Dia mengatakan selama ini pihaknya memproduksi batu bata secara manual. Hal ini membuat kapasitas produksi para perajin sangat bergantung pada faktor cuaca.
Sariyadi menjelaskan dalam kondisi hujan pihaknya hanya bisa membuat 200 batu bata per orang per hari. Dengan jumlah produksi ini, para perajin kesulitan untuk memenuhi permintaan pasar. Imbasnya pemasukan mereka berkurang sehingga banyak yang belum bisa hidup sejahtera.

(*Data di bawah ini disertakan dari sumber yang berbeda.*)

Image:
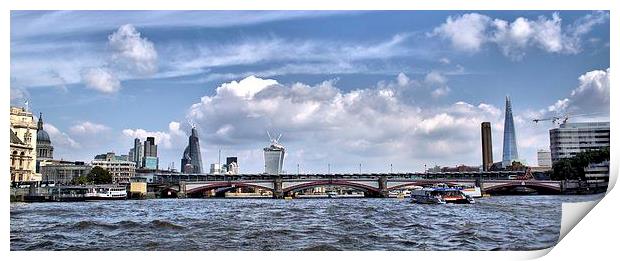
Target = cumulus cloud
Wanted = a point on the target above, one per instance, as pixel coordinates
(88, 127)
(171, 138)
(133, 51)
(366, 122)
(469, 32)
(591, 96)
(101, 79)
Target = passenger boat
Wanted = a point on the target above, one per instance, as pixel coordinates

Agus Bintoro angggota DPRD Kabupaten Magelang berinisiatif memberikan mesin penggiling tanah liat dengan dengan kapasitas terpasang sekitar 5.000 batu bata per hari. ”Dengan mesin ini, perajin bisa memproduksi batu bata 10 kali lebih cepat,” kata Agus Bintoro.
Agus berharap bantuan mesin ini akan bisa meningkatan kapasitas produksi perajin batu bata sehingga menambah kesejahteraan masyarakat. Apalagi batu bata Gunungsari sudah terkenal di Kabupaten Magelang.
Tokoh pemuda Lengkongsari Agus Suyono menambahkan usaha pembuatan batu bata di desanya sudah eksis sejak masa penjajahan Belanda. Namun demikian, usaha ini masih dikerjakan secara tradisional sehingga kebanyakan perajin belum bisa hiduP sejahtera. lain sesuai minat dan bakat warga,” kata Agus. (vie/lis)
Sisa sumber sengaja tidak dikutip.